My text states that the above is a consequence of the Cauchy-Schwarz inequality, but it is not immediately clear to me why it is true. So, I tried to prove it by starting from the Cauchy-Schwarz inequality:
$\begin{align}
\left(\sum\limits_{i=0}^n a_ib_i\right)^2 \le \left(\sum\limits_{i=0}^n a_i^2\right) \left(\sum\limits_{i=0}^nb_i^2\right)
\end{align}$
Taking square roots on both sides, I can get:
$$ \left| \sum\limits_{i=0}^n a_ib_i \right| \le \left(\sum\limits_{i=0}^n a_i^2\right)^\frac{1}{2} \left(\sum\limits_{i=0}^nb_i^2\right)^\frac{1}{2} \le \left(\sum\limits_{i=0}^n a_i^2\right) \left(\sum\limits_{i=0}^nb_i^2\right)$$
Now, I don't know what else I can do to get $\left(\sum\limits_{i=0}^n a_i|b_i|\right)$
Best Answer
I would think that Hölder's inequality is more appropriate here. The sequence $t \mapsto r(s_t,a_t)$ is in $l_\infty$ and the sequence $t \mapsto \delta^t$ is in $l_1$ hence the sequence $t \mapsto \delta^t r(s_t,a_t)$ is in $l_1$.
Here is a direct proof:
Let $S_n = \sum\limits_{t=0}^n \delta^tr(s_t,a_t)$, and suppose $|r(s_t,a_t)| \le B$.

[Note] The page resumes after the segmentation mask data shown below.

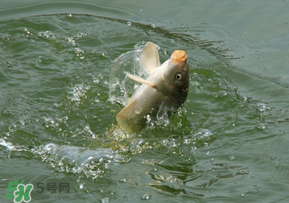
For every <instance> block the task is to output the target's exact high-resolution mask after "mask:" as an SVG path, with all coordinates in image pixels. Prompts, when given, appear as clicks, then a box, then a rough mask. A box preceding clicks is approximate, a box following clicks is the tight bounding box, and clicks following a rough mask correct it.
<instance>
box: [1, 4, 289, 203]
mask: <svg viewBox="0 0 289 203" xmlns="http://www.w3.org/2000/svg"><path fill="white" fill-rule="evenodd" d="M287 11H288V3H287V2H286V1H279V2H271V3H269V2H266V1H261V0H258V1H254V2H253V1H242V0H240V1H237V0H236V1H222V2H220V1H218V2H216V1H191V2H177V1H169V2H167V1H157V2H155V1H149V2H147V1H146V2H141V1H139V2H131V1H118V2H110V3H107V2H106V1H82V2H78V1H71V0H70V1H62V2H57V1H55V2H50V1H41V2H39V1H34V0H29V1H25V2H23V1H20V0H19V1H13V2H12V1H5V2H1V9H0V27H1V33H0V47H1V48H0V59H1V60H0V67H1V68H0V87H1V94H0V112H1V117H0V129H1V134H0V160H1V164H0V171H1V179H0V180H1V182H0V187H1V192H0V199H1V202H12V200H8V199H6V198H5V194H6V193H7V187H8V183H9V181H11V180H17V181H21V180H22V179H23V180H24V182H25V183H32V184H33V185H34V187H35V188H34V190H33V191H32V193H31V197H32V201H31V202H80V201H83V202H143V201H148V202H287V199H288V197H289V195H288V189H289V181H288V177H289V172H288V171H289V170H288V154H289V149H288V142H289V139H288V131H289V127H288V126H289V125H288V121H289V112H288V106H289V105H288V95H289V91H288V85H289V83H288V80H287V78H288V76H289V75H288V67H289V66H288V57H287V56H288V52H289V50H288V41H289V40H288V34H287V33H288V26H289V25H288V17H289V16H288V15H289V14H288V12H287ZM147 41H152V42H154V43H156V44H157V45H158V46H159V47H160V49H159V53H160V59H161V62H163V61H165V60H166V59H167V58H168V57H169V56H170V54H171V53H172V52H173V51H174V50H175V49H183V50H185V51H186V53H187V55H188V57H189V62H190V68H191V69H190V91H189V95H188V98H187V101H186V103H185V104H184V106H183V108H182V109H180V110H179V111H178V112H177V114H176V115H175V116H174V118H173V119H171V120H166V121H157V122H154V123H151V125H149V126H148V127H147V128H146V129H144V131H143V132H141V134H139V135H134V136H131V135H127V134H124V133H123V132H119V131H117V130H115V129H114V125H115V123H116V122H115V116H116V115H117V113H118V112H119V111H120V110H121V109H122V108H123V105H122V102H124V97H119V98H120V100H119V101H118V102H117V101H115V100H112V98H111V96H110V94H109V75H110V73H111V70H112V68H113V66H114V62H115V60H116V59H117V58H118V57H119V56H120V55H122V54H125V53H127V52H131V51H133V50H136V49H137V48H139V47H141V46H142V45H144V44H145V43H146V42H147ZM50 182H52V183H56V184H57V186H58V185H59V183H69V186H70V192H69V193H65V192H61V193H60V192H59V191H58V190H57V191H56V192H55V193H51V191H50V190H49V189H48V188H46V187H47V183H50ZM38 183H43V184H42V186H45V188H44V191H43V192H42V193H38V192H37V191H40V188H39V187H38V188H37V186H38V185H37V184H38ZM40 186H41V185H40ZM57 189H58V188H57Z"/></svg>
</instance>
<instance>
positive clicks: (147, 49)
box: [139, 42, 160, 74]
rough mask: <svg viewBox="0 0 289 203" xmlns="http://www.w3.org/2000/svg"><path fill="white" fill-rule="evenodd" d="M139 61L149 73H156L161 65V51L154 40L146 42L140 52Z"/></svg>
mask: <svg viewBox="0 0 289 203" xmlns="http://www.w3.org/2000/svg"><path fill="white" fill-rule="evenodd" d="M139 62H140V64H141V65H142V67H143V69H144V70H145V71H146V72H147V73H148V74H152V73H154V72H155V69H156V68H157V67H159V66H160V59H159V53H158V50H157V48H156V46H155V45H154V44H153V43H152V42H147V43H146V45H145V47H144V48H143V50H142V52H141V54H140V57H139Z"/></svg>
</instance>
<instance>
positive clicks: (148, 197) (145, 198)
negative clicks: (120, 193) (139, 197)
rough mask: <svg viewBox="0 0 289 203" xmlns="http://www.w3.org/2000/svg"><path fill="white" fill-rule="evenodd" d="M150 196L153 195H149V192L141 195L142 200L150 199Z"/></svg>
mask: <svg viewBox="0 0 289 203" xmlns="http://www.w3.org/2000/svg"><path fill="white" fill-rule="evenodd" d="M150 198H151V195H149V194H144V195H143V196H142V197H141V199H142V200H149V199H150Z"/></svg>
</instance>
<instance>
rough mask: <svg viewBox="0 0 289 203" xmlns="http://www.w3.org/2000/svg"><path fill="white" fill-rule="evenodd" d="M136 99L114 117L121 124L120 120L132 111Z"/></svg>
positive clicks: (125, 116)
mask: <svg viewBox="0 0 289 203" xmlns="http://www.w3.org/2000/svg"><path fill="white" fill-rule="evenodd" d="M136 101H137V100H136V99H135V100H133V101H132V102H130V103H129V104H128V105H127V106H126V107H124V108H123V109H122V110H121V111H120V112H119V113H118V114H117V116H116V120H117V121H118V122H120V123H121V120H123V119H124V117H127V115H129V114H130V113H131V111H133V109H134V107H135V104H136Z"/></svg>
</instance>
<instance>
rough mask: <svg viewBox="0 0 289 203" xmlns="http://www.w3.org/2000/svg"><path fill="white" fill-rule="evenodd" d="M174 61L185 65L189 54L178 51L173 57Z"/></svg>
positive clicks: (175, 62) (176, 51) (176, 52)
mask: <svg viewBox="0 0 289 203" xmlns="http://www.w3.org/2000/svg"><path fill="white" fill-rule="evenodd" d="M172 61H173V62H174V63H183V62H185V61H187V54H186V52H185V51H183V50H176V51H174V53H173V55H172Z"/></svg>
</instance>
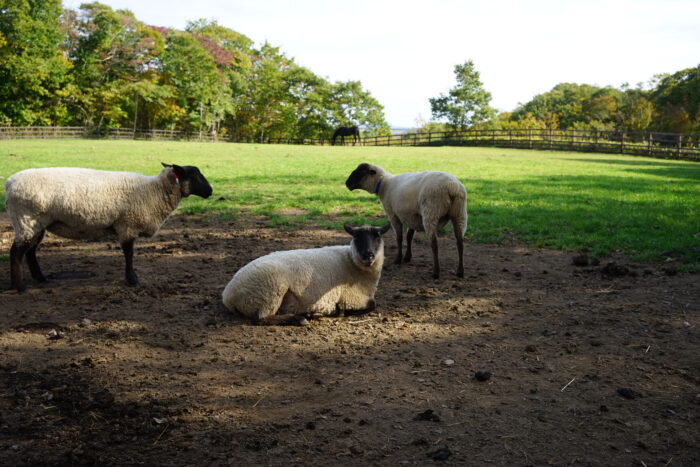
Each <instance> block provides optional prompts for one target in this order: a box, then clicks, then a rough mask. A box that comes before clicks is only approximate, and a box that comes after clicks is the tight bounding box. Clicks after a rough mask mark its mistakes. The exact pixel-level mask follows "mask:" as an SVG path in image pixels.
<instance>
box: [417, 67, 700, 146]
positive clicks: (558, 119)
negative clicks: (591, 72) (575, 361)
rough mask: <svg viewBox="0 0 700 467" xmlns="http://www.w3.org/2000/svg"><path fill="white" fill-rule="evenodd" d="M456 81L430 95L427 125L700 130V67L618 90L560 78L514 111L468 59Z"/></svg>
mask: <svg viewBox="0 0 700 467" xmlns="http://www.w3.org/2000/svg"><path fill="white" fill-rule="evenodd" d="M454 73H455V77H456V81H457V84H456V85H455V86H454V87H453V88H451V89H450V90H449V92H448V94H446V95H445V94H441V95H440V96H438V97H435V98H432V99H430V105H431V111H432V116H433V119H435V120H436V121H437V122H439V121H443V122H445V123H435V122H432V123H423V124H422V129H423V130H443V129H446V128H449V129H459V130H464V129H559V130H600V131H617V132H630V131H656V132H671V133H696V134H700V66H698V67H694V68H687V69H684V70H680V71H677V72H675V73H672V74H659V75H656V76H654V77H653V78H652V79H651V80H650V81H649V82H648V83H639V84H637V85H636V86H635V87H631V86H629V85H627V84H625V85H622V86H621V87H620V88H619V89H618V88H614V87H611V86H606V87H600V86H592V85H588V84H576V83H560V84H557V85H556V86H554V88H552V90H550V91H547V92H545V93H542V94H538V95H536V96H535V97H533V98H532V99H531V100H530V101H528V102H526V103H525V104H520V105H519V106H518V107H517V108H516V109H515V110H514V111H513V112H503V113H500V114H497V112H496V111H495V110H494V109H493V108H492V107H491V106H490V105H489V103H490V101H491V94H490V93H489V92H488V91H486V90H485V89H484V86H483V83H482V82H481V79H480V75H479V72H478V71H477V70H476V67H475V66H474V63H473V62H472V61H471V60H469V61H467V62H465V63H464V64H461V65H456V66H455V69H454Z"/></svg>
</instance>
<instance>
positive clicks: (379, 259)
mask: <svg viewBox="0 0 700 467" xmlns="http://www.w3.org/2000/svg"><path fill="white" fill-rule="evenodd" d="M344 228H345V231H346V232H347V233H349V234H350V235H352V241H351V242H350V245H340V246H327V247H323V248H311V249H305V250H288V251H277V252H274V253H270V254H268V255H265V256H262V257H259V258H257V259H255V260H253V261H251V262H250V263H248V264H246V265H245V266H243V267H242V268H241V269H239V270H238V271H237V272H236V274H235V275H234V276H233V278H232V279H231V281H230V282H229V283H228V284H227V285H226V288H225V289H224V291H223V293H222V294H221V296H222V300H223V303H224V305H225V306H226V308H228V309H229V310H231V311H237V312H238V313H240V314H242V315H244V316H246V317H248V318H251V319H252V320H253V322H255V323H256V324H263V325H271V324H278V325H284V324H297V325H304V324H307V321H306V318H307V317H311V316H313V315H330V314H334V313H340V314H342V313H344V312H345V311H362V312H364V311H371V310H373V309H374V308H375V306H376V305H375V301H374V294H375V292H376V290H377V283H378V282H379V277H380V275H381V272H382V265H383V263H384V242H383V240H382V235H383V234H385V233H386V232H387V231H388V230H389V228H390V225H389V224H386V225H385V226H384V227H381V228H379V227H370V226H363V227H352V226H350V225H348V224H345V225H344Z"/></svg>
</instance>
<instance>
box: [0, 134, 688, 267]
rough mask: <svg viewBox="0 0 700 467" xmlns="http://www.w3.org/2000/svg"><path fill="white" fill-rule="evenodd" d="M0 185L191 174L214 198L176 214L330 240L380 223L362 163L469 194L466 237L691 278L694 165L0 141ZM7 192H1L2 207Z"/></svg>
mask: <svg viewBox="0 0 700 467" xmlns="http://www.w3.org/2000/svg"><path fill="white" fill-rule="evenodd" d="M0 161H1V162H2V165H1V166H0V177H4V178H6V177H7V176H9V175H10V174H12V173H14V172H16V171H18V170H21V169H24V168H28V167H45V166H81V167H93V168H99V169H107V170H130V171H136V172H141V173H145V174H155V173H157V172H158V171H159V170H160V167H161V166H160V161H163V162H170V163H179V164H181V165H197V166H198V167H199V168H200V169H201V170H202V172H203V173H204V174H205V175H206V177H207V178H208V179H209V181H210V182H211V184H212V186H213V187H214V195H213V196H212V197H211V198H210V199H208V200H202V199H200V198H196V197H191V198H189V199H186V200H184V201H183V203H182V204H181V207H180V212H181V213H184V214H191V215H207V216H213V217H214V218H217V219H220V220H224V221H233V222H244V221H245V220H246V219H247V218H249V217H250V216H251V215H255V216H262V217H263V218H265V219H266V220H267V223H268V225H271V226H277V227H282V228H290V229H291V228H296V227H298V226H299V225H301V224H304V223H314V224H317V225H320V226H323V227H330V228H338V227H340V225H341V224H342V222H351V223H355V224H360V223H371V224H382V223H384V222H385V219H384V217H383V212H382V209H381V205H380V204H379V202H378V201H377V199H376V198H375V197H374V196H373V195H370V194H368V193H365V192H350V191H348V190H347V189H346V188H345V185H344V182H345V179H346V178H347V176H348V174H349V173H350V171H352V169H354V167H355V166H356V165H357V164H359V163H360V162H374V163H377V164H379V165H382V166H384V168H386V169H387V170H389V171H390V172H393V173H399V172H405V171H417V170H445V171H448V172H450V173H453V174H454V175H456V176H457V177H458V178H459V179H460V180H461V181H462V182H463V183H464V184H465V186H466V187H467V190H468V191H469V229H468V231H467V234H468V236H470V237H471V238H472V239H473V240H475V241H479V242H496V241H498V240H499V239H501V238H502V237H504V236H505V235H515V236H517V238H519V239H520V240H522V241H524V242H527V243H529V244H531V245H533V246H540V247H548V248H563V249H570V250H586V251H589V252H590V253H591V254H593V255H601V254H608V253H610V252H612V251H616V250H620V251H624V252H626V253H628V254H630V255H631V256H633V258H634V259H637V260H644V261H649V260H660V259H663V258H666V257H668V256H672V257H676V258H680V259H682V260H683V261H685V266H683V268H685V269H691V270H700V215H699V213H700V196H699V195H700V164H698V163H692V162H680V161H672V160H658V159H649V158H643V157H630V156H618V155H601V154H589V153H573V152H544V151H527V150H508V149H497V148H463V147H453V148H450V147H437V148H436V147H432V148H410V147H392V148H382V147H328V146H326V147H314V146H283V145H281V146H279V145H255V144H251V145H240V144H227V143H218V144H213V143H178V142H135V141H91V140H70V141H66V140H58V141H54V140H24V141H23V140H17V141H0ZM2 199H4V188H0V200H2Z"/></svg>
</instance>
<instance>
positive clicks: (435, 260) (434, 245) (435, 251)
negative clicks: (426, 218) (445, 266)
mask: <svg viewBox="0 0 700 467" xmlns="http://www.w3.org/2000/svg"><path fill="white" fill-rule="evenodd" d="M430 248H431V249H432V250H433V279H438V278H439V277H440V263H439V262H438V259H437V235H435V234H433V235H432V236H431V237H430Z"/></svg>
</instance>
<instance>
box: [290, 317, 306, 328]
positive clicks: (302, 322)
mask: <svg viewBox="0 0 700 467" xmlns="http://www.w3.org/2000/svg"><path fill="white" fill-rule="evenodd" d="M292 324H294V325H296V326H308V325H309V320H308V319H306V317H305V316H302V315H295V316H294V319H293V320H292Z"/></svg>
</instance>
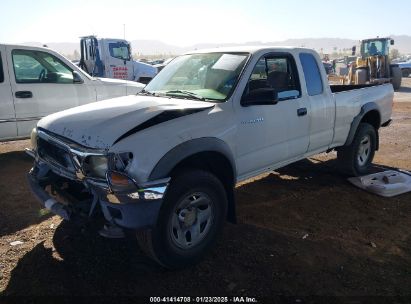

The triangle inequality gives (suppose $n \ge m$): $|S_n-S_m| = \left| \sum\limits_{t=m+1}^n \delta^tr(s_t,a_t)\right|\le \sum\limits_{t=m+1}^n \delta^t |r(s_t,a_t)| \le B\sum\limits_{t=m+1}^n \delta^t \le B { \delta^{m+1} \over 1 -\delta}$. It follows from this that $S_n$ is Cauchy and so we have $S_n \to S$ for some $S$.
We have $|S_n| = \left| \sum\limits_{t=0}^n \delta^tr(s_t,a_t)\right|\le \sum\limits_{t=0}^n \delta^t |r(s_t,a_t)| \le \sum\limits_{t=0}^\infty \delta^t |r(s_t,a_t)| \ $, taking limits gives the desired result.